Leben im Iran: "Manche denken über Selbstmord nach"
„Ich will nicht, dass irgendjemand aus meiner Familie und meinem Freundeskreis zu Schaden kommt“, sagt Maryam.
Maryam heißt eigentlich anders. Und auch ihre Biografie soll hier nur schematisch stehen. Die Iranerin ist jung, gebildet, urban; sie gehört zur Mittelschicht, mehr soll man nicht wissen. Warum? Weil das, was sie erzählt, nicht zu dem passt, was das Regime dem Westen glauben machen will: Dass der gesamte Iran hinter der Führung in Teheran steht.
„Wir haben Angst“, sagt sie.
Die wirtschaftliche Lage, die politische Eskalation, die Aussicht auf einen drohenden Krieg mit den USA mache sie und viele ihrer Freunde „verzweifelt. Keiner hier will einen Krieg“, sagt sie.
Und die Tausenden, die mit brennenden US-Flaggen durch die Straßen der Hauptstadt ziehen, die den Tod von General Soleimani beklagen und einen Krieg gegen die Amerikaner herbeirufen? Die gebe es natürlich. Nur: Nicht alle gingen da aus purer Überzeugung mit, sondern aus Angst vor der eigenen Staatsführung. Teils würden Staatsdiener für ihre Teilnahme bezahlt, mit Bussen zu den Demos gekarrt – unter der Androhung harter Sanktionen, sagt auch Iran-Experte Ali Fatollah-Nejad vom Think Tank Brookings. Der Iran beherrsche die Kunst, Bilder zu erzeugen, die eine vollkommene Einheit des Volkes hinter dem Regime suggerieren.
Bis zu 1500 Tote
Ablenken soll diese Inszenierung auch davon, dass es im Gottesstaat seit Längerem gärt.
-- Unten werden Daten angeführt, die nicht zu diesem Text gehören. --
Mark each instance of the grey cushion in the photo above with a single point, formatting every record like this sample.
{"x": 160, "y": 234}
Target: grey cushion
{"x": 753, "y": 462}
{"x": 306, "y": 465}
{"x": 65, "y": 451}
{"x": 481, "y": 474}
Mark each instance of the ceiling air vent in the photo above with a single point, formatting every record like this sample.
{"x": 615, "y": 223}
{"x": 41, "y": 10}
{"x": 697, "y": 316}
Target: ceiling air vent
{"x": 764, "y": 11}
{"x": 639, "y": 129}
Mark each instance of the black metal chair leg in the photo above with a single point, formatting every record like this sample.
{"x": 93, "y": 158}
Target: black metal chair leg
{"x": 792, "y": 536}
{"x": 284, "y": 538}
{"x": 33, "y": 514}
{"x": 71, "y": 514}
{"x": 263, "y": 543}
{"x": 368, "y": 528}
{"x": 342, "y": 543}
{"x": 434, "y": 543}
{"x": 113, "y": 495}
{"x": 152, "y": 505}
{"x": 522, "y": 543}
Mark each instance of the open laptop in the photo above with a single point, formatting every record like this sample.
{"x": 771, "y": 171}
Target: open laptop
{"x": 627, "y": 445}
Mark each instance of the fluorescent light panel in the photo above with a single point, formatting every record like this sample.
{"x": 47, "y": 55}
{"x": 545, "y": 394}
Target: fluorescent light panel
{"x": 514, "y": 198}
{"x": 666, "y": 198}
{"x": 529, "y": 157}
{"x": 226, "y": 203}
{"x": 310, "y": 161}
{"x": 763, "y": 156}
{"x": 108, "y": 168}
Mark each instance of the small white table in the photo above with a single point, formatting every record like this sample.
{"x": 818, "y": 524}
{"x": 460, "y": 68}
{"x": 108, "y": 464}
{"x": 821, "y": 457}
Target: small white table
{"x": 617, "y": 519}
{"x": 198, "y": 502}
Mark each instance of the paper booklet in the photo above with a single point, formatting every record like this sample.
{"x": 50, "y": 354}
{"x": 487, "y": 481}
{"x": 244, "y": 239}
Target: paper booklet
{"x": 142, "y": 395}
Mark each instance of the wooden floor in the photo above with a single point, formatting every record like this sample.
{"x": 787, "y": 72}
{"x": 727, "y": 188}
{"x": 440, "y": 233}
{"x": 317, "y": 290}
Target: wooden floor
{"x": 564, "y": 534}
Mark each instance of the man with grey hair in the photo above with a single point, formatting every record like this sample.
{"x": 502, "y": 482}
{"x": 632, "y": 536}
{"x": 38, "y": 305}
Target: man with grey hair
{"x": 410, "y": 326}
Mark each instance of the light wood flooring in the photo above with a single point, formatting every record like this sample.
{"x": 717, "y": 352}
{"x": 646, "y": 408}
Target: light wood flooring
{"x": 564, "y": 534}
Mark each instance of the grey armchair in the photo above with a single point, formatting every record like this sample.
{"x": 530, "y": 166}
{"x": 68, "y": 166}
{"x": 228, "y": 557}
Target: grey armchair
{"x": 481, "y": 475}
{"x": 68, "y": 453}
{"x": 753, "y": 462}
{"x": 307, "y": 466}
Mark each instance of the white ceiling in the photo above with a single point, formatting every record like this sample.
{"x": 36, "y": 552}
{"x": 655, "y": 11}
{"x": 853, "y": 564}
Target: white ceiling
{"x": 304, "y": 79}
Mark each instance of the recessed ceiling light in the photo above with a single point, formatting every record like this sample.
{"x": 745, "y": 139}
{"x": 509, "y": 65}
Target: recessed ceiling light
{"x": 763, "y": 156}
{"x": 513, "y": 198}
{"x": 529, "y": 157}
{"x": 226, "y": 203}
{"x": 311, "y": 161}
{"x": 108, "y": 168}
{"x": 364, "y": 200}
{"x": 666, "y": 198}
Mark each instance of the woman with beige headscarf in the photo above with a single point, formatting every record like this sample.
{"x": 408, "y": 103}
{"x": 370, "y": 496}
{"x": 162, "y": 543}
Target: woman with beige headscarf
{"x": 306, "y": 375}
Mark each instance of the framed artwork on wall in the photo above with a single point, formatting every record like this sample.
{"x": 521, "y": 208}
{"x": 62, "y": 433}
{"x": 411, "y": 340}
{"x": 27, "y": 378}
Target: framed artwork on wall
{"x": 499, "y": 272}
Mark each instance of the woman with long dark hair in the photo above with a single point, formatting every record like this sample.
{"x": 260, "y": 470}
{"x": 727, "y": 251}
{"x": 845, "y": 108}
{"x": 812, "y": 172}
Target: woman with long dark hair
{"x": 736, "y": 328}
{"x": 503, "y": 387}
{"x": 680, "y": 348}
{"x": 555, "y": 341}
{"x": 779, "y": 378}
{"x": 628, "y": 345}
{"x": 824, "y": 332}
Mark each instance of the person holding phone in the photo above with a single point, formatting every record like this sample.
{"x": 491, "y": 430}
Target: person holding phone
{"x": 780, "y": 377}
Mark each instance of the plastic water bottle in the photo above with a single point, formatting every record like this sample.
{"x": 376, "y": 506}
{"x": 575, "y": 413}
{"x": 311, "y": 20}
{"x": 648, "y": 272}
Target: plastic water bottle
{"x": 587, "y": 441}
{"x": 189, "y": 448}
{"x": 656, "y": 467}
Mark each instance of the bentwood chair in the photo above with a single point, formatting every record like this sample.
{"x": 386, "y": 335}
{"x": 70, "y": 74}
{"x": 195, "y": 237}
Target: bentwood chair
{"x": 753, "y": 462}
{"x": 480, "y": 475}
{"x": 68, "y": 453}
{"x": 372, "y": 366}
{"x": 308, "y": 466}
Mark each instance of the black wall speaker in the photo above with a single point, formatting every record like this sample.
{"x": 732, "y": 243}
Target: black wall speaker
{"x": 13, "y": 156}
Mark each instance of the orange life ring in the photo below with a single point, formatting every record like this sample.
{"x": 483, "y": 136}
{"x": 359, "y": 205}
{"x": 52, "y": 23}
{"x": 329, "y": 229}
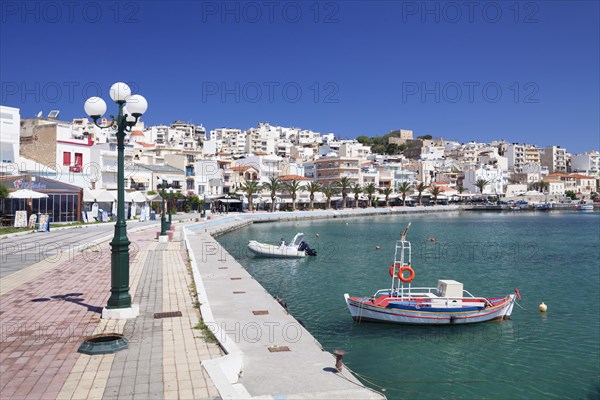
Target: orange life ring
{"x": 411, "y": 274}
{"x": 393, "y": 269}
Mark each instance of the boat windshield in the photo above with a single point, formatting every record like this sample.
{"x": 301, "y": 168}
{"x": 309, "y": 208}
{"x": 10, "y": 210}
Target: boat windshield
{"x": 298, "y": 239}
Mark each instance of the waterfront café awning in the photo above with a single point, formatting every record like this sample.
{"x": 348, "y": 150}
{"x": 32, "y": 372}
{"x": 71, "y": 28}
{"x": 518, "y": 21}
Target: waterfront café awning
{"x": 63, "y": 203}
{"x": 97, "y": 196}
{"x": 138, "y": 197}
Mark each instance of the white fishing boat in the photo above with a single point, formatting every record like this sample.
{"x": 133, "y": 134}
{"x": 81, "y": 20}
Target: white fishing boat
{"x": 296, "y": 249}
{"x": 582, "y": 206}
{"x": 448, "y": 303}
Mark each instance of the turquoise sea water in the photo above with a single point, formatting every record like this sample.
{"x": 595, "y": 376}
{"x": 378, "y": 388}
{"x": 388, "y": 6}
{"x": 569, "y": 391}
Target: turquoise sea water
{"x": 550, "y": 256}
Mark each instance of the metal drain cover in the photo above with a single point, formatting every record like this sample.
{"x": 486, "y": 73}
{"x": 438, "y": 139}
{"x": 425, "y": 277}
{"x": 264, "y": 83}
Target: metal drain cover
{"x": 106, "y": 343}
{"x": 278, "y": 349}
{"x": 168, "y": 314}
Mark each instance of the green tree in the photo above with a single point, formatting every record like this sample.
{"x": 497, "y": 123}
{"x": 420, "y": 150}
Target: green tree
{"x": 329, "y": 191}
{"x": 370, "y": 190}
{"x": 420, "y": 188}
{"x": 344, "y": 184}
{"x": 481, "y": 184}
{"x": 357, "y": 190}
{"x": 293, "y": 187}
{"x": 404, "y": 188}
{"x": 273, "y": 186}
{"x": 250, "y": 187}
{"x": 193, "y": 202}
{"x": 312, "y": 188}
{"x": 386, "y": 192}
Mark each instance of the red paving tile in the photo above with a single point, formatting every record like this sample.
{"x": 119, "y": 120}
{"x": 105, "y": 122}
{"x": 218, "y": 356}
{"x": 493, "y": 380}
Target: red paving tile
{"x": 40, "y": 338}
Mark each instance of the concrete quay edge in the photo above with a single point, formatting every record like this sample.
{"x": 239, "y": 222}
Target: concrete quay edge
{"x": 226, "y": 371}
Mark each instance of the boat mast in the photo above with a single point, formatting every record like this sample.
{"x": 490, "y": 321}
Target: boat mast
{"x": 402, "y": 244}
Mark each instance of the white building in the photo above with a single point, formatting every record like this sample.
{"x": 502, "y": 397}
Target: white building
{"x": 493, "y": 174}
{"x": 209, "y": 178}
{"x": 10, "y": 124}
{"x": 555, "y": 158}
{"x": 587, "y": 163}
{"x": 267, "y": 166}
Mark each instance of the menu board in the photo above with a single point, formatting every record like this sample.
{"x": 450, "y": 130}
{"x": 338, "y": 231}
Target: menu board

Im November erst waren Tausende Iraner auf die Straßen gegangen, um gegen die Führung zu demonstrieren; bis zu 1500 Tote forderten die Unruhen – die Bilder davon drangen aber nicht bis in den Westen, da der Iran das Internet abdrehte. „Ich habe mich damals nicht auf die Straße getraut“, sagt Maryam, auch ihre Freunde seien aus Angst zu Hause geblieben. Dass Geld für einen möglichen Militäreinsatz da sei, aber nicht für die inneren Probleme, ärgere viele, erzählt sie.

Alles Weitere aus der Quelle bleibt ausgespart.